Porém, o verdadeiro mérito do escritor é quando ele diz o que as pessoas estavam pensando SEM conseguir dizer -- quando você concentra sua atenção por tanto tempo em uma experiência até conseguir traduzí-la em um novo elemento discursivo que se agrega à cultura.
Obviamente, não estou dizendo que precisamos destruir as novas tecnologias, como se o problema fosse puramente externo. Porém, precisamos perceber que as tecnologias não são neutras e precisamos tentar desenhá-las para que funcionem em favor do bem comum.
Precisamos também perceber que boa parte da economia da atenção é um jogo de soma zero -- ou mesmo de soma negativa. A quantidade de atenção que temos em um dia é limitada. Tirar duas horas da família, do trabalho ou do estudo sério para gastar em algo que só vai nos deixar...
... irritado é uma verdadeira DESTRUIÇÃO de valor. Você jogou foras horas de energia mental que poderiam ter gerados grandes coisas para gerar uma fração de valor que será quase inteiramente capturado por uma grande corporação e por movimentos políticos.
Já faz algum tempo que tenho me tornado cada vez mais cuidadoso com o meu uso do tempo. Hoje, ele é o recurso mais importante que eu possuo. E é um recurso esquisito: as horas do dia não possuem o mesmo valor. Seu nível de energia varia ao longo do dia.
Obviamente, não quero dizer com isso que eu esteja me tornando um eremita.
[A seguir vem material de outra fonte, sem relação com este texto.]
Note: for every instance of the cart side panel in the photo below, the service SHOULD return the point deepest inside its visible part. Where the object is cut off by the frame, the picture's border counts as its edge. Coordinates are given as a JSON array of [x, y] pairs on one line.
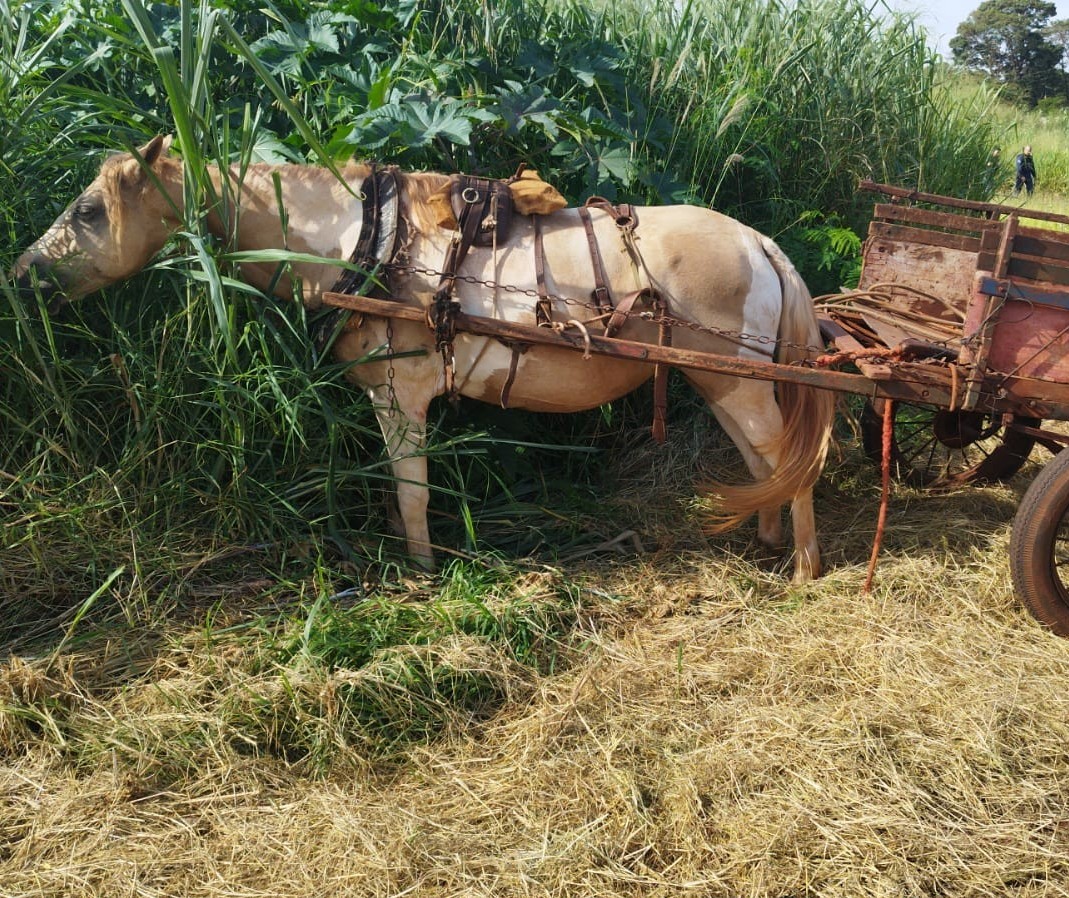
[[1031, 340], [923, 265]]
Tento ler todas as principais notícias e opiniões do dia. Porém, faço isso apenas até certo ponto. Não preciso, por exemplo, saber há cada duas horas o que está acontecendo com Trump.
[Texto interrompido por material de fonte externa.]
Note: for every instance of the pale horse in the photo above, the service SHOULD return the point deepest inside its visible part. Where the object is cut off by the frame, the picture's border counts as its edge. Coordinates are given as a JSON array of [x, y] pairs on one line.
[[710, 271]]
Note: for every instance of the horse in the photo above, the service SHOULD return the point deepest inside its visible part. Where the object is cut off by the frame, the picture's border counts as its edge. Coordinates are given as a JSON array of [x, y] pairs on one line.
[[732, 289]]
Por outro lado, eu realmente preciso ter algumas horas para re-examinar meu dia, para re-elaborar as conversas que tive, os planos que tenho e minhas obrigações. Nesses momentos, a mente está fazendo um trabalho importantíssimo de INTEGRAÇÃO. Em vez de simplesmente pegar...
... mais informações e opiniões, você precisa gastar um tempo esclarecendo o que está na sua mente, digerindo tudo aquilo. Para isso, o ideal é conversa/escrever/ler sobre o mesmo assunto por muito tempo. Ou seja, é a ATENÇÃO CONTÍNUA em vez de uma avalanche de informação...
... que importa. Desse modo, você ultrapassa a superfície e integra elementos novos a sua mente.

Parte disso significa passar longas horas desconectado das redes sociais e, principalmente, priorizar pessoas que estejam igualmente desconectadas.
Meus melhores amigos nem possuíam celular até poucos anos atrás. Tenho certeza que um dos motivos da sociedade canadense ser tão boa é que tantas pessoas passam fins de semana totalmente desconectados nos cottages e acampamentos.
Sei que é meio contraditório falar disso aqui, mas a mensagem não é que o instrumento deve ser jogado fora -- é que a integridade da nossa consciência e a continuidade da atenção devem ser priorizados.